Our economy is said to be experiencing a deepening form of so-called “K-shaped growth,” in which structural imbalances widen the gap between the two extremes. Given that the use of “K (Republic of Korea)” has generally carried positive connotations, this feels somewhat jarring. Yet it seems clear that a kind of fiscal polarization resembling the gaping “crocodile’s mouth”—with falling state revenues and rising expenditures—is occurring even in a so-called “growth” phase.
I fully agree that our limited public finances should be invested in future industries to build national wealth. But if you look closely, you can see Lee Jae-myung–style cash handout policies quietly embedded within. Newly introduced or expanded welfare expenditures such as the Rural Basic Income (234.1 billion won for pilot projects in 10 counties) and the expansion of the Child Allowance (up to 130,000 won per month) fall into this category. Such cash-based welfare is highly addictive; once people get a taste, it is hard to roll back. The sweet taste of last year’s 13 trillion won worth of Consumption Coupon (Livelihood Recovery Subsidy) has already faded from memory after just a few months. On top of this, there is the Basic Pension, which distributes 23 trillion won to 70% of seniors; the four major public pension schemes—NPS, Public Officials Pension, Teachers' Pension, and others—whose spending is growing by more than 8% annually and is expected to approach 100 trillion won this year; and the National Health Insurance, which has fallen into deficit. All of these are mandatory expenditures.

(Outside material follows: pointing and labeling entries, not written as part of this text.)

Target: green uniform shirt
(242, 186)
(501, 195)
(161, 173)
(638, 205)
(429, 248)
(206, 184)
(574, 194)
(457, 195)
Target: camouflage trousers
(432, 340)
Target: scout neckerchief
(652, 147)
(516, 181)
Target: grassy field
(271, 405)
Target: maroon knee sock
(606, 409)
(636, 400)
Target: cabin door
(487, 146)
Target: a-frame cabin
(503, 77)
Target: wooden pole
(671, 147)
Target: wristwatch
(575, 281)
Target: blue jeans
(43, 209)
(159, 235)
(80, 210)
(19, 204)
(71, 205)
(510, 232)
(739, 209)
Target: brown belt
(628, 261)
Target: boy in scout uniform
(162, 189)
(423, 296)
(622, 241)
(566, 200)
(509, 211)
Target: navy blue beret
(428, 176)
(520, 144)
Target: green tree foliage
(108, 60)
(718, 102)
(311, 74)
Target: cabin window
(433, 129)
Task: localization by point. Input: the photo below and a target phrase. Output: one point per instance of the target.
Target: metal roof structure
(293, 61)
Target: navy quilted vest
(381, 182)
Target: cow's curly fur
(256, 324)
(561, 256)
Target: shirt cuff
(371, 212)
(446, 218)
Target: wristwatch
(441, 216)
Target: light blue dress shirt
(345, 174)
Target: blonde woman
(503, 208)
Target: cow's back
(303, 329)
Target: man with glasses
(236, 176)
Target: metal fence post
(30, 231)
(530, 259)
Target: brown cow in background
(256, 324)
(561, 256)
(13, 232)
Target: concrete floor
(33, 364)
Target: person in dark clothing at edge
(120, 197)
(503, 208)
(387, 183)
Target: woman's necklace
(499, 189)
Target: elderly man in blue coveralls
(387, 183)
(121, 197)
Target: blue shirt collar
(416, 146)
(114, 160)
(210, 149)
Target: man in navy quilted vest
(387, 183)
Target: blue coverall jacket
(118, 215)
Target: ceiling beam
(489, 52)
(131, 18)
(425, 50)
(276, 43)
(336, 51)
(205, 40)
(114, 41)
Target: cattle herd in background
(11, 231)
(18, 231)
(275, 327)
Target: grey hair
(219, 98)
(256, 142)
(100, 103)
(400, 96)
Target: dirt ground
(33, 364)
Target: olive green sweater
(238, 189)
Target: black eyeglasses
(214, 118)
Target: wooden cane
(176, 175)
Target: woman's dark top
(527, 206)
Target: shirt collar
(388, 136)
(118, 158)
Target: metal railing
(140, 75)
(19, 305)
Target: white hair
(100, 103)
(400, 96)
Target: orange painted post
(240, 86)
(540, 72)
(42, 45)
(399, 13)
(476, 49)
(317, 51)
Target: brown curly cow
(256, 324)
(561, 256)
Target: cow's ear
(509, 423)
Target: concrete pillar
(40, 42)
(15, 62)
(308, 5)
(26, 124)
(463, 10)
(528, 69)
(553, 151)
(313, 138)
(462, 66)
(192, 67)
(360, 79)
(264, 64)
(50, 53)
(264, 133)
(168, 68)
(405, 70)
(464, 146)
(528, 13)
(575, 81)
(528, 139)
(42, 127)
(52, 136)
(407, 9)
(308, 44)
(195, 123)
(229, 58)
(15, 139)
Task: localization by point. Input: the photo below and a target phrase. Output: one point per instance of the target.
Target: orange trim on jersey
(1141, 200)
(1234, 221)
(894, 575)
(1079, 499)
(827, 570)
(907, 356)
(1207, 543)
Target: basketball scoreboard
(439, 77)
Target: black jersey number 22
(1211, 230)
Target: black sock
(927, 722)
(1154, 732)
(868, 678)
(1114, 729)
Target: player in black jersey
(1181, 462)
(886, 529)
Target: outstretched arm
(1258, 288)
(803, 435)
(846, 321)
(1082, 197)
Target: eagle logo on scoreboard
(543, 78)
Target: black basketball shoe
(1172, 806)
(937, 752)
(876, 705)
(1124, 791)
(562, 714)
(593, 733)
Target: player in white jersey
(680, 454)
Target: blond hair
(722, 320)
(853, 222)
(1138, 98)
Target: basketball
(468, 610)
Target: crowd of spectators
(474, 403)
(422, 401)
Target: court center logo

At times it feels like an unavoidable trend in a super-aged South Korea, yet one cannot help but question whether the current working generation, politicians, and policymakers have truly done enough. The longer reforms are delayed, the higher the costs that current and future generations will have to bear. In its second year, the Lee administration should make this year not the “first year of a great leap in the economy,” but the “first year of reform.” It must move to dismantle anti-market regulations, restructure industries, and tackle the reform of the four major public pension schemes and the Four Major Social Insurance Programs. Otherwise, in 2031, the next administration’s president will likely inherit 2,000 trillion won in national debt and once again proclaim a “first year of a great leap in the economy.”